Today I had a conversation with russian citizens who support Ukraine

They reported on a camp for Mariupol residents forcibly deported from Ukraine in the Penza region.

It is a closed institution with several buildings, surrounded by a fence and guarded, there is a checkpoint at the entrance.  The freedom of movement of our citizens is limited - it is forbidden to leave the camp.

There are now more than 400 people, mostly women and 147 children of all ages, including infants.  A party of forcibly deported people, approximately 150 people, is expected in the near future.

Our citizens are in a very difficult, severe and depressed state.  They do not know about their future, in which Russian region they will be send to. They are not provided with any information.

People have been in the camp for several weeks.  They don't have necessary clothes, shoes or even underwear.  In fact, they were taken from the basements in what they were - in winter clothes.

There is a catastrophic lack of baby food and personal hygiene items. Women cook for themselves and children from what administration give.

Representatives of Sberbank came to the camp, collected our citizens data for the lists for future card account holders, and said that they were transferring 10,000 rubles each, but this did not happen.

Russian activists visited our citizens - they told us about the basics of life and the impossibility of contacting relatives or go back to Ukraine in any way.

The russians said the camp also included foreign students from Turkmenistan who hid in bomb shelters under a student dormitory in Mariupol without food, water, heat and light, and then arrived alone in the occupied Donetsk region, where they were forcibly deported to Russia.  They can leave the camp, unlike Ukrainians. Ukrainians must remain under constant surveillance.

Russian activists are currently raising funds, food and clothing to help forcibly deported Ukrainian citizens.

They said that there are three more such camps in the Penza region, to which residents of the occupied territories of the Donetsk and Luhansk regions had been deported in February before the war.  We reported that about 90,000 people were forcibly deported during that period.

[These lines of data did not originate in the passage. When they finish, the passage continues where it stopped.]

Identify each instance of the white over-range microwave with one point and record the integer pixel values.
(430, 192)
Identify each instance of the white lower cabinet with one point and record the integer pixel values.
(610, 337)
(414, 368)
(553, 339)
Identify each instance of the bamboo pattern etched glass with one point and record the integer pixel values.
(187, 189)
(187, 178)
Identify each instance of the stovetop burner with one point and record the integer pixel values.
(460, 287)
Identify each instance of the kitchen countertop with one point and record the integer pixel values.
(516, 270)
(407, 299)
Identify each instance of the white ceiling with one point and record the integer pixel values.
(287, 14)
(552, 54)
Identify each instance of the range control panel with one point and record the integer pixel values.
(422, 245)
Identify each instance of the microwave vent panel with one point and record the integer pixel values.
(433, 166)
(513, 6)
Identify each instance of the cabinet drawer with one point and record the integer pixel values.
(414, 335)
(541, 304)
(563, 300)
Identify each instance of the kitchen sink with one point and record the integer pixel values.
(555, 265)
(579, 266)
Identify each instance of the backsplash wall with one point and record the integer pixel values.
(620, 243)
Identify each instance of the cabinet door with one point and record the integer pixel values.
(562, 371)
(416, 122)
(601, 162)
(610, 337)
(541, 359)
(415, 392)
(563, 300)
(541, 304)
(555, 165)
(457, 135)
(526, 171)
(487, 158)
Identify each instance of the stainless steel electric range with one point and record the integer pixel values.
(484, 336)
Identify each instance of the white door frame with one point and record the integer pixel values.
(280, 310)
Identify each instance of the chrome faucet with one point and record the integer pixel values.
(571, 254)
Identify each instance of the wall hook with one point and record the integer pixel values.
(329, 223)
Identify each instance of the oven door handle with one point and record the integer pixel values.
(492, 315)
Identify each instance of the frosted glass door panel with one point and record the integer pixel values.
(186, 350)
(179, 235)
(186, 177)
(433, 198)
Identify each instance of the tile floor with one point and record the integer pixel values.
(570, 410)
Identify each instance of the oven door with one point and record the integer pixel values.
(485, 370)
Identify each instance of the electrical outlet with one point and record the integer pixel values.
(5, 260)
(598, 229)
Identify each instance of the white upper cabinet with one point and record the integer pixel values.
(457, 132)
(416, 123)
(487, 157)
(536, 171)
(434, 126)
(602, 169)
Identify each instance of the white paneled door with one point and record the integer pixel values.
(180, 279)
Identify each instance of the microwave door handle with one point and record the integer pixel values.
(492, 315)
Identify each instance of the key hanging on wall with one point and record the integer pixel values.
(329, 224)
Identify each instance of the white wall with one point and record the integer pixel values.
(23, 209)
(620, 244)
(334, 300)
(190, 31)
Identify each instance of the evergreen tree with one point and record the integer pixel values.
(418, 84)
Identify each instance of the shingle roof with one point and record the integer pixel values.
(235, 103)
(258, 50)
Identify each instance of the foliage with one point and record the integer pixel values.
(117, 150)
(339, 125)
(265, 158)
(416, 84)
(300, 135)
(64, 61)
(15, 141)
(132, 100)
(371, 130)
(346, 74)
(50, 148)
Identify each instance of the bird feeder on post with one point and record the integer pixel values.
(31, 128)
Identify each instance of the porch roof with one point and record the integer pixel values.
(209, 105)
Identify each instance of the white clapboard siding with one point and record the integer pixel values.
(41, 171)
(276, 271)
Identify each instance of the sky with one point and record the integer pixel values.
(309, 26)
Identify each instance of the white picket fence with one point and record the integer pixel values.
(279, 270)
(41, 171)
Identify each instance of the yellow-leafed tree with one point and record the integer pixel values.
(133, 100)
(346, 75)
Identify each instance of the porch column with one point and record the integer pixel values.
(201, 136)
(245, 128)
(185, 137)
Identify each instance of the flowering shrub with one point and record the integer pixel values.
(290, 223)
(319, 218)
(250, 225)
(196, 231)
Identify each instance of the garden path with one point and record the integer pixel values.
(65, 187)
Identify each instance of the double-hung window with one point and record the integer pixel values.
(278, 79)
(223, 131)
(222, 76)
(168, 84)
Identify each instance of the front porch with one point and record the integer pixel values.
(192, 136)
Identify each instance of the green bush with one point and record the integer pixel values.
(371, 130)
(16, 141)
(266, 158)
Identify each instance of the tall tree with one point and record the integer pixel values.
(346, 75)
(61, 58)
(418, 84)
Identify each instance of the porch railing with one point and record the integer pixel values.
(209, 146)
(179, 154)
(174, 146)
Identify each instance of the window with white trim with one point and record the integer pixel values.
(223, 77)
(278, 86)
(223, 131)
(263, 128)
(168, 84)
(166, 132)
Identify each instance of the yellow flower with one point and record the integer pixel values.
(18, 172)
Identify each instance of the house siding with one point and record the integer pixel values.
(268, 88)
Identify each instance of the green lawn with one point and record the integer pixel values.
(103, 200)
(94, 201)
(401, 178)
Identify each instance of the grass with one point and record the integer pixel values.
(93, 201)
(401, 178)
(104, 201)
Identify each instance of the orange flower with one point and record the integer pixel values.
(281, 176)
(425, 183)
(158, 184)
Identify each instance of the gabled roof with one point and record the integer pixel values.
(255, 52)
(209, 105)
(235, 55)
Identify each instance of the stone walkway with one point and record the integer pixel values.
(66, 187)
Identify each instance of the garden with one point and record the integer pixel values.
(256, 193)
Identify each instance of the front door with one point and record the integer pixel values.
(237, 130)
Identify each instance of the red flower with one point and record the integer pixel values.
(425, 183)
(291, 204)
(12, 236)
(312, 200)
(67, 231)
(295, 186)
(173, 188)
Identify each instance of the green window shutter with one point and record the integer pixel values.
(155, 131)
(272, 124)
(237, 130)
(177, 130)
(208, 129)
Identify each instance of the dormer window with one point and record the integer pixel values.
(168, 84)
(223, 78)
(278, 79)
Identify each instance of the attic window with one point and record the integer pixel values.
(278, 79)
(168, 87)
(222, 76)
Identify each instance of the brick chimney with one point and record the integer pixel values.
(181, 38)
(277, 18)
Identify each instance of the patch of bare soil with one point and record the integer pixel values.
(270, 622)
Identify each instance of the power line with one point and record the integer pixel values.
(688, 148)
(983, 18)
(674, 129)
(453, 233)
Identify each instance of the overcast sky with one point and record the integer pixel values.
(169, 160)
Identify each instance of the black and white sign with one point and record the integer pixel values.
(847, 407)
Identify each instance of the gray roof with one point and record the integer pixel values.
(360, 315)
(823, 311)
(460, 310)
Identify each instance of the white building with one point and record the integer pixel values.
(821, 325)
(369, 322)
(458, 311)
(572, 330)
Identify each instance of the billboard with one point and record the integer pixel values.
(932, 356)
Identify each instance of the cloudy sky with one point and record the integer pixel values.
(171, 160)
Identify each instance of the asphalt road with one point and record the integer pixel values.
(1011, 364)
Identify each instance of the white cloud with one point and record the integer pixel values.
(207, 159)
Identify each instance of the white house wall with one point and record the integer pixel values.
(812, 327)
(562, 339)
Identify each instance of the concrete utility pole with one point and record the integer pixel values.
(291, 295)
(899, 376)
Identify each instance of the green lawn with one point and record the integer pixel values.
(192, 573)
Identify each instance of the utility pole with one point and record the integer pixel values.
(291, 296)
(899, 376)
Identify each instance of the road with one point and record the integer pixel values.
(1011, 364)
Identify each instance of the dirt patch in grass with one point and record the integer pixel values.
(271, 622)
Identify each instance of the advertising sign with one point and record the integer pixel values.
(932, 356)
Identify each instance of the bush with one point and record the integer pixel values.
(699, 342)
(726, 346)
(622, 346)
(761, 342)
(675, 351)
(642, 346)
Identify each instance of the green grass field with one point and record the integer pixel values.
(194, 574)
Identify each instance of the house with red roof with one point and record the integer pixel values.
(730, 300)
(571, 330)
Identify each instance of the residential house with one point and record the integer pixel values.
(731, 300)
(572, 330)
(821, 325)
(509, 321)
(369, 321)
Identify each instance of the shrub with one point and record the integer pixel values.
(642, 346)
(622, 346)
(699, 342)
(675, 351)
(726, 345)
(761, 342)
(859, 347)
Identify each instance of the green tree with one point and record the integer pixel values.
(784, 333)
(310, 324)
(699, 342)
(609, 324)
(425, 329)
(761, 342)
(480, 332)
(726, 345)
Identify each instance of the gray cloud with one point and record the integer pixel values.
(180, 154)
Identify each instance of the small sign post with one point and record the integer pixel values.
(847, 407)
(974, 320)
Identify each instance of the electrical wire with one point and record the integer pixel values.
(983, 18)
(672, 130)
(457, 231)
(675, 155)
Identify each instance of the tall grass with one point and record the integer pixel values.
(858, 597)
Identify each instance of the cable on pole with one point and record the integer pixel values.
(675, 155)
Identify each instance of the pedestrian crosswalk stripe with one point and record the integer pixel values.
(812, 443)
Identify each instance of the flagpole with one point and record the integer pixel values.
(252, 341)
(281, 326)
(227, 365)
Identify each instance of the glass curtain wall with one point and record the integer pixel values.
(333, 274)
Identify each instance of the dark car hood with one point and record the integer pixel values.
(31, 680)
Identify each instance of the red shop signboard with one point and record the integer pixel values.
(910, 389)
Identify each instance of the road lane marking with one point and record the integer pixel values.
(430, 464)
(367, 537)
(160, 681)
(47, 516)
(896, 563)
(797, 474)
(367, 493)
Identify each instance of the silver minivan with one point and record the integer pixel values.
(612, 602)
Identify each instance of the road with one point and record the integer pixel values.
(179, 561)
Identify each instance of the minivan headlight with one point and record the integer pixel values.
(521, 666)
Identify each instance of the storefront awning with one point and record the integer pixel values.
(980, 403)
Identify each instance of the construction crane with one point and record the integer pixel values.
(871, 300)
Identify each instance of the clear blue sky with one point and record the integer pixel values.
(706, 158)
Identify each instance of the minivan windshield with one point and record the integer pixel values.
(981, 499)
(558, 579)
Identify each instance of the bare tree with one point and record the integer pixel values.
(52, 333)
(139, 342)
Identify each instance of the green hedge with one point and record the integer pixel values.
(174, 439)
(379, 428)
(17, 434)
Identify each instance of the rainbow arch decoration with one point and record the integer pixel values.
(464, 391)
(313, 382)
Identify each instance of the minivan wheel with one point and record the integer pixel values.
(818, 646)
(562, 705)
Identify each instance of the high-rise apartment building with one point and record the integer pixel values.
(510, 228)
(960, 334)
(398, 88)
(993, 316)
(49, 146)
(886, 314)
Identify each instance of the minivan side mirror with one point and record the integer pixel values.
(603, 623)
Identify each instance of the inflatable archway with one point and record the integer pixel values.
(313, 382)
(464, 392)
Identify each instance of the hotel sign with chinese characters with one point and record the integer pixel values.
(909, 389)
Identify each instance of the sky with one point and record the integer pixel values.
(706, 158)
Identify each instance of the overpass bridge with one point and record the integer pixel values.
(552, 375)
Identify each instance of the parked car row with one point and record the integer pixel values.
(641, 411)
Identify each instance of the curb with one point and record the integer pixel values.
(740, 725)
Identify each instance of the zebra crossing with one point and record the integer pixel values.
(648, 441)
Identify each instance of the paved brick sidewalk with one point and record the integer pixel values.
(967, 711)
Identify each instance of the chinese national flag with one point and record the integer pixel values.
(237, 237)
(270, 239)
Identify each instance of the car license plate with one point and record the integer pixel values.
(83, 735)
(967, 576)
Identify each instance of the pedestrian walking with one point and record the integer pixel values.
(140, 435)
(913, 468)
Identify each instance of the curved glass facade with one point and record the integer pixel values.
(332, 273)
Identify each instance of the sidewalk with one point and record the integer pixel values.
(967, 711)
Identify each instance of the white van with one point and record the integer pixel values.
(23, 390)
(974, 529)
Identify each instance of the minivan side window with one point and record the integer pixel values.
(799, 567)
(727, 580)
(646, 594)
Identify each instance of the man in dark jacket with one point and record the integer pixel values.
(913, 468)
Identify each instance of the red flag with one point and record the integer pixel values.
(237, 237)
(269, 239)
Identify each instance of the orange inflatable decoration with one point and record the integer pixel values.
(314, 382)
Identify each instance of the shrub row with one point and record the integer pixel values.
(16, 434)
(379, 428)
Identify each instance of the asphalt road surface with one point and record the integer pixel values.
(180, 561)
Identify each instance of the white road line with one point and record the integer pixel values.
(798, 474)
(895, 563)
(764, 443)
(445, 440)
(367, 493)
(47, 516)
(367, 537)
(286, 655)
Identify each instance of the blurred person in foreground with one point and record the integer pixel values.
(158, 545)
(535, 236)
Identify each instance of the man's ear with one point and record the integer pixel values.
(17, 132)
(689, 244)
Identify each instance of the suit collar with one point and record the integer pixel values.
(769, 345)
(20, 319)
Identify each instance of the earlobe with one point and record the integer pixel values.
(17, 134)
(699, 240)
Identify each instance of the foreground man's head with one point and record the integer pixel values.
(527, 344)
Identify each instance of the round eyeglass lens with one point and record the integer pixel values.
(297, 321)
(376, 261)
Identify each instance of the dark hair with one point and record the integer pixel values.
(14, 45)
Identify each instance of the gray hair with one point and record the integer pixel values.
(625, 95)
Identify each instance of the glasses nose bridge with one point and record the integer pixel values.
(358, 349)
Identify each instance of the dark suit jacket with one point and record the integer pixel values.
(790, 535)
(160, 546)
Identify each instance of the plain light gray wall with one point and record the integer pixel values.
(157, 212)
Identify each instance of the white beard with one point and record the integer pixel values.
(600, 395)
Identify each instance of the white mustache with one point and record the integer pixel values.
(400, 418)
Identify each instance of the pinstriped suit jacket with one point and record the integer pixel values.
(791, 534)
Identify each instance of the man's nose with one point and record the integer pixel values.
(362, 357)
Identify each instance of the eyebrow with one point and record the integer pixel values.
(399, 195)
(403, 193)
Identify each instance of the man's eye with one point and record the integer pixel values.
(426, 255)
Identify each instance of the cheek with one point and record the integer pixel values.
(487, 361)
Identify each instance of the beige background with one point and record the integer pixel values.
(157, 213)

According to activists, Ukrainians are forcibly relocated to various regions of the Russian Federation, even to Khabarovsk.

Forced deportation and our citizens' and violations fundamental rights to decent conditions, freedom of movement, and information are gross violations of the Universal Declaration of Human Rights, the European Convention for the Protection of Human Rights and Fundamental Freedoms, and the 1949 Geneva Convention relative to the Protection of Civilian Persons in Time of War.

I appeal to the International Committee of the Red Cross to immediately provide humanitarian assistance to the citizens of Ukraine who were forcibly deported and placed in concentration camps in Russia and to facilitate their return to Ukraine as soon as possible.